If the data schema is inappropriate, I can change it.
The mongoDB version is 3.6.5
Sample data
db.posts.insertMany([
{ _id: 'post001', title: 'this is post001' },
{ _id: 'post002', title: 'this is post002' },
{ _id: 'post003', title: 'this is post003' }
])
db.tags.insertMany([
{ _id: 'tag001', postIds: ['post003', 'post001', 'post002'] }
])
Desired result
{
"_id": "tag001",
"postIds": [ "post003", "post001", "post002" ],
"posts": [
{ "_id": "post003", "title": "this is post003" },
{ "_id": "post001", "title": "this is post001" },
{ "_id": "post002", "title": "this is post002" }
]
}
What I tried
I tried a query which use $lookup.
db.tags.aggregate([
{ $lookup: {
from: 'posts',
localField: 'postIds',
foreignField: '_id',
as: 'posts'
}}
])
However I got a result which is different from I want.
{
"_id": "tag001",
"postIds": [ "post003", "post001", "post002" ],
"posts": [
{ "_id": "post001", "title": "this is post001" },
{ "_id": "post002", "title": "this is post002" },
{ "_id": "post003", "title": "this is post003" }
]
}
In MongoDB you would attempt to model your data such that you avoid joins (as in $lookups) alltogether, e.g. by storing the tags alongside the posts.
db.posts.insertMany([
{ _id: 'post001', title: 'this is post001', tags: [ "tag001", "tag002" ] },
{ _id: 'post002', title: 'this is post002', tags: [ "tag001" ] },
{ _id: 'post003', title: 'this is post003', tags: [ "tag002" ] }
])
With this structure in place you could get the desired result like this:
db.posts.aggregate([{
$unwind: "$tags"
}, {
$group: {
_id: "$tags",
postsIds: {
$push: "$_id"
},
posts: {
$push: "$$ROOT"
}
}
}])
In this case, I would doubt that you even need the postIds field in the result as it would be contained in the posts array anyway.

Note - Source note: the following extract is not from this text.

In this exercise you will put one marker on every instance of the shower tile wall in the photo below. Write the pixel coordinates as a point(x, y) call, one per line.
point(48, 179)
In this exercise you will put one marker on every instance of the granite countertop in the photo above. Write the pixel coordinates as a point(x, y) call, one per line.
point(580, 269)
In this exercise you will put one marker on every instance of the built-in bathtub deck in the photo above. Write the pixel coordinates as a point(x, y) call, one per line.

You can use a combination of $map and $filter to re-order elements in the posts array in a projection stage:
db.tags.aggregate([
{ $lookup: {
from: 'posts',
localField: 'postIds',
foreignField: '_id',
as: 'posts'
} },
{ $project: {
_id: 1,
postIds: 1,
posts: { $map: {
input: "$postIds",
as: "postId",
in: {
$arrayElemAt: [ { $filter: {
input: "$posts",
as: "post",
cond: { $eq: ["$$post._id", "$$postId"] }
} }, 0 ]
}
} }
} }
])
The missing posts will be filled with null to keep index consistent with postIds.